Cost of raw materials used ………………………….. Rs. 1,60,000
Cost of goods manufactured ………………………… Rs. 3,80,000
Factory overhead, 75% of direct labor …………….. Rs. 90,000
Goods in process inventory on Dec 31, 2005 ……… Rs. 36,000
Q.7. Process Cost System
The following information’s was taken from the records of Faisal Manufacturing Co. for the month of January 2006.
1. Cost of units in process on Jan 01, 2006 Rs. 30,000.
2. Cost of raw material used Rs. 81,400.
3. Direct Labour Cost incurred Rs. 64,800.
4. Factory Overhead cost incurred Rs. 43,200.
The data extracted from the production report relating to above process is as for follows.
1. Units in process at end of January 2006. 3,000 Units (60% complete as to Material and 80% complete as to conversion cost)
2. Units placed in production during the month. 13,000 Units.

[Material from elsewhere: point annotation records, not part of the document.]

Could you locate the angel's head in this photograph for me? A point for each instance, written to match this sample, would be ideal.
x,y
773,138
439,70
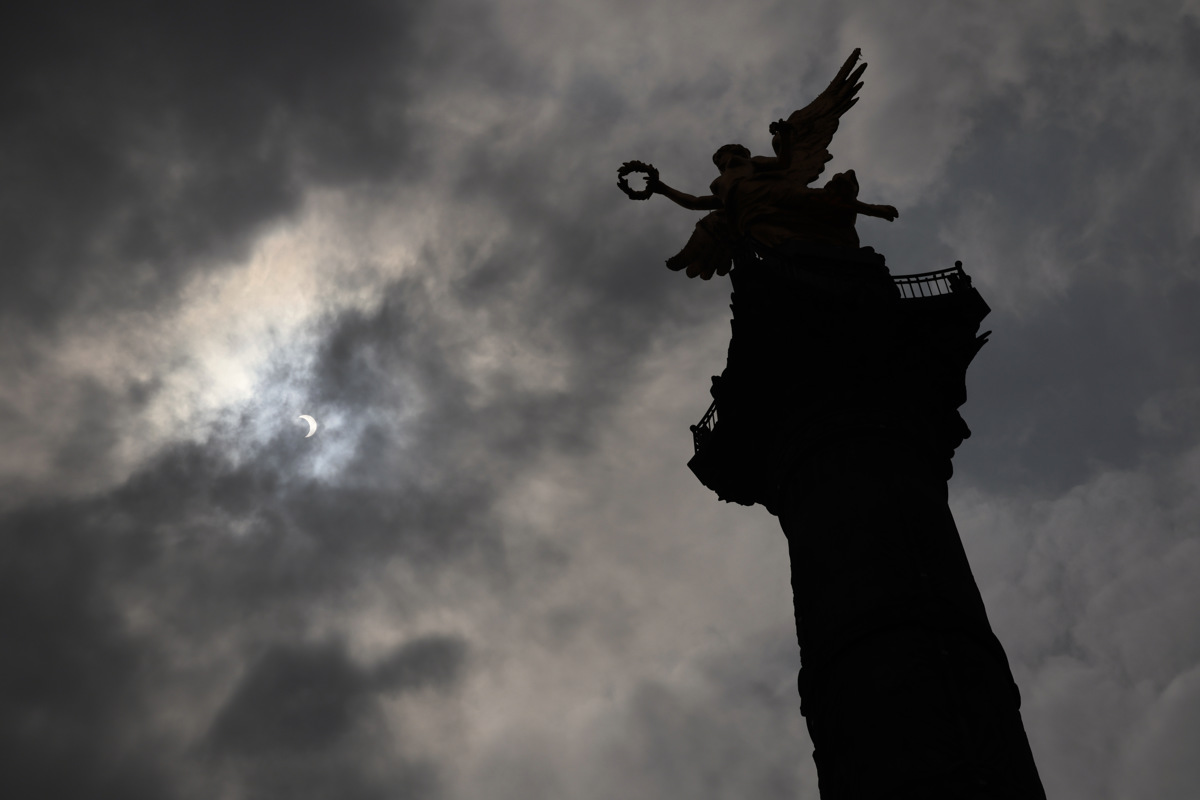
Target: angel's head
x,y
727,152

3. Units in process on January 01, 2006. 5,000 Units (40% complete as to material and 60% complete as to conversion cost)
Required:
i. Equivalent production during the month.
ii. Unit Cost
iii. Cost of units completed
iv. Cost of ending inventory of Goods in Process.

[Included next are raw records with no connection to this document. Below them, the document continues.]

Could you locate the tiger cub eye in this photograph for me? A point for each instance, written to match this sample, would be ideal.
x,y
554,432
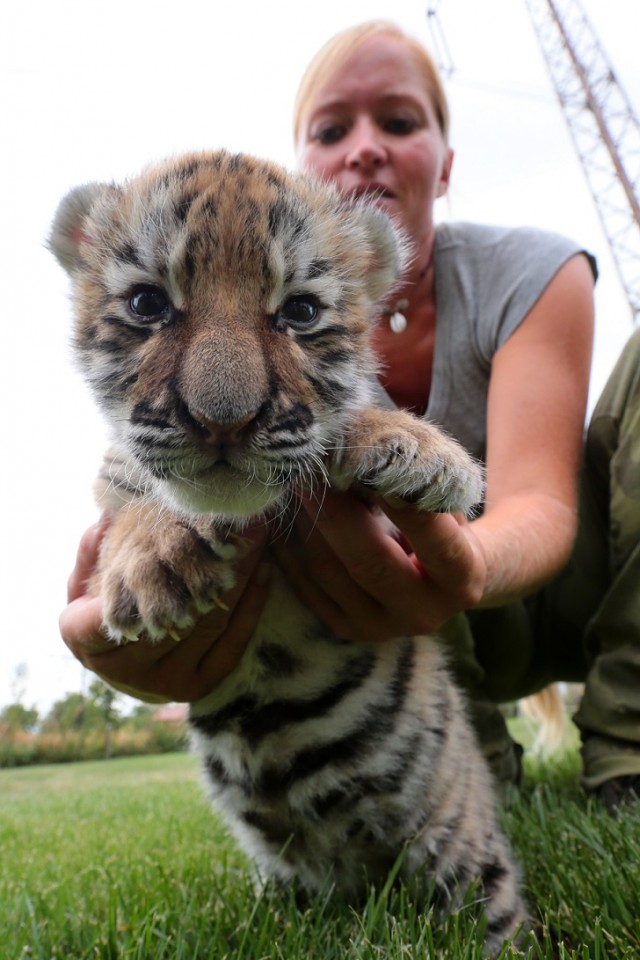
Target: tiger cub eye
x,y
148,302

v. Journal entries to records cost allocated to production and cost of goods completed during the month.
Q.8. Standard Cost and Variances
(a). The Standard and actual cost data of Arif Co. are as follows:
………………………………………… Standard ……………….. Actual
Direct Material …………………. 20,000 units @ ……….. 19,600 units @
……………………………………. Rs. 4 per unit ………. Rs. 3.50 per unit
Direct Labour ………………….. 10,000 hours @ ………. 11,000 hours @
…………………………………… Rs. 10 per hour ………… 10.50 per hour
Required:
i. Material Price Variance
ii. Material Quantity Variance
iii. Labour Rate Variance
iv. Labour Time Variance
v. Journal Entries for recording of variances with Actual and Standard Cost.
(b) ………………. Standard Cost …. F. Overhead Variance (Favourable)
Factor Overhead ….. Rs. 96,000 …………….. Rs. 6,000
Required:
i. Determine the Actual Factory Overhead.
ii. Record the factory overhead costs and its variance.